La prensa no sabe quién gano el debate, en lo que todos coinciden es en que seguiremos sin gobierno.

Pilar Díez

El Mundo

"Sánchez finge dureza pero no reniega de los independentistas". Será que teme que Iceta le sacuda. Dice el editorial que Sánchez se instaló en el "escapismo". "Sánchez se vio acorralado por la inconsistencia de su proyecto de país", "dinamitó puentes con Podemos y fingió un endurecimiento de su postura con el soberanismo". "La brevedad de esta campaña y la consolidación de un escenario fragmentado amplifican el impacto entre los indecisos de un debate que no cumplió las expectativas por su tono hosco". Emilia Landaluce dice que fue un "coñazo" y que el único que se lució fue Abascal. "No era ese coco de que hablaba la izquierda".

El País

"Sánchez busca el centro en un debate sin salidas al bloqueo", titula bajo una foto en la que el centro lo ocupa Abascal. Y es que según Cue "ya no hay dos bloques como ocurría en abril. Sánchez sale del eje de la izquierda". El País echa chispas porque Abascal no se tiró a la yugular de Ana Blanco ni de nadie. "Es un tigre con piel de cordero", dice todo cabreado. Este periódico vio "agresividad en el fondo, que no en las formas", cachis. ¿Cómo? ¿Que no se lió a patadas con todos?, ya nos ha jorobado el titular. Íñigo Domínguez tampoco se lo perdonará nunca. "Abascal se fue tan pancho y coló su idea clave entre gente de derechas: pues no son para tanto". ¿Se le habrá pasado por la cabeza a El País que a lo mejor es que no es para tanto?

ABC

"Bloqueados". Bieito Rubido tiene su ganador, aunque no parece muy convencido. "Si no hubo un ganador claro, aunque los mensajes de Casado fueron sin duda más claros, sí que tuvo un claro perdedor, ese Sánchez que no garantizó a los españoles que no volverá a apoyarse en el separatismo. Es imprescindible recuperar el debate entre las dos fuerzas que tienen posibilidad de gobernar porque es la única manera de movilizar a ese tercio de indecisos que, visto lo visto anoche, no tienen fácil salir de dudas". Al margen de política, ABC nos aporta algún cotilleo que otro que siempre es bien recibido. Cuenta Pilar Vidal que Abascal "se dejó maquillar y hubo que colocarle colirio para aliviar sus ojos irritados". ¡Ay, pobre! "El set del líder de Podemos era el más concurrido porque está custodiado por siete personas", como siempre, acude a la tele con el Séptimo de Caballería. Y no se dejó poner algo de laca para no acabar, como siempre, con la coleta hecha un cisco. No hacemos carrera de Pablo. "Rivera sorprendió llegando con su propia estilista", la de Malú. Va a ponerse él en manos de una vulgar maquilladora de televisión. Pablo Casado "tampoco se peinó ni se dejó tocar su recién estrenada barba" que tanto le gusta.

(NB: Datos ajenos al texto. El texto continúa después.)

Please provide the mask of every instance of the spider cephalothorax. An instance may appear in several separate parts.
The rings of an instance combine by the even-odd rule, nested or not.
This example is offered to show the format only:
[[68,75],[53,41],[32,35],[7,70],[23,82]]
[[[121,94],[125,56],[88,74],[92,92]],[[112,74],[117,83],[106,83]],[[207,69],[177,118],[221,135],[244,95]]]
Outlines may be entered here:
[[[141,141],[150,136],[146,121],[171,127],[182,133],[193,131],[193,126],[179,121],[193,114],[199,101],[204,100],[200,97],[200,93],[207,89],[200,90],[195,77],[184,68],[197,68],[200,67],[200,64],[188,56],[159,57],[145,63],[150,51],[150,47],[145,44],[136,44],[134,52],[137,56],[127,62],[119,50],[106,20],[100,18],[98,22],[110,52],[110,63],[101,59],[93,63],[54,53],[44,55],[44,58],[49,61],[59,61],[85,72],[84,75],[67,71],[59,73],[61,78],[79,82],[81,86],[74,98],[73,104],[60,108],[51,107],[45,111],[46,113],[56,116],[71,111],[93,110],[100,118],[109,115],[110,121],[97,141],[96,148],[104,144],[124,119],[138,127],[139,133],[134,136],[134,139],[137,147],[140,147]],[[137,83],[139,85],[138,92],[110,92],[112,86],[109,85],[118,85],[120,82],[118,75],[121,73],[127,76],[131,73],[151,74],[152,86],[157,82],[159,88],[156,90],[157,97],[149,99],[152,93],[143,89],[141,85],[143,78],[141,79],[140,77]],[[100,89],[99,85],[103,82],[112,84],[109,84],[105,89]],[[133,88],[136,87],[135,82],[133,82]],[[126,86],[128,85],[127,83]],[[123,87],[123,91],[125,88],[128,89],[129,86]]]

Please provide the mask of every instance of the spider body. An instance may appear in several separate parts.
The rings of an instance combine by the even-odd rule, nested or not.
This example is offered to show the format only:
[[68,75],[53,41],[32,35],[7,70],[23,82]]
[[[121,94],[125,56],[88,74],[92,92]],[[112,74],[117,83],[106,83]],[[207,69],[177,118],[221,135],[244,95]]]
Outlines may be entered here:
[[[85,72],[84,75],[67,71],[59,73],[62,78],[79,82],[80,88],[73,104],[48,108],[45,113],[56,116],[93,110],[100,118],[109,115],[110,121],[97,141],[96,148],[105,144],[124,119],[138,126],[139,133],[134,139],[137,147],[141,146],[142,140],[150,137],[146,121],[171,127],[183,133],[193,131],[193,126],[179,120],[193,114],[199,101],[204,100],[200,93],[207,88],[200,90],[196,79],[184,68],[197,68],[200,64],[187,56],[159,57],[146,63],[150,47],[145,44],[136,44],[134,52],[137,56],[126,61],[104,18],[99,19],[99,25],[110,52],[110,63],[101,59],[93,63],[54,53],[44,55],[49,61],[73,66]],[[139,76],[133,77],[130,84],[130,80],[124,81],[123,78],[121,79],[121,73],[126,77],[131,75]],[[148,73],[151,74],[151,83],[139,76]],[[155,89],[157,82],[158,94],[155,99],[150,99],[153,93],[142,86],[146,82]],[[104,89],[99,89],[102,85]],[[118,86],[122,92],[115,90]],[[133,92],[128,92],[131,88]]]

Y Sánchez "se peinó y maquilló" como un buen chico. "Los aspirantes a la Moncloa tienen buen pelo y mejor cutis. Y a pesar de la campaña maratoniana tenían muy buena cara". Algo tenían que tener bueno.

La Razón

"Bloqueados". Es lo que tiene. "Sánchez no descarta pactar con los independentistas. Abascal huye del tono bronco y logra colocar sus mensajes entre los rifirrafes de Casado con Rivera", lo que tiene en vinagre a El País. Marhuenda no vio ni debate ni ganador. "Ni siquiera la crisis en Cataluña dio altura a un debate, es decir, a una confrontación de ideas y propuestas de soluciones, que se convirtió, incluso con la novedad de Abascal, en un calco" de anteriores debates. "Los cinco líderes mantuvieron unos discursos dirigidos a su propia clientela, con los inevitables rifirrafes entre bloques ideológicos que operan en el mismo espectro electoral y que, una vez más, Albert Rivera consiguió teñir de acidez". Conocida es la antipatía que Marhuenda siente por Rivera, mejor no hacer mucho caso de sus comentarios. Y Santiago Abascal, que fue quien ganó el debate según los lectores de La Razón, "sorprendió por su moderación". No apareció montado en un caballo con dos pistolas, qué decepción.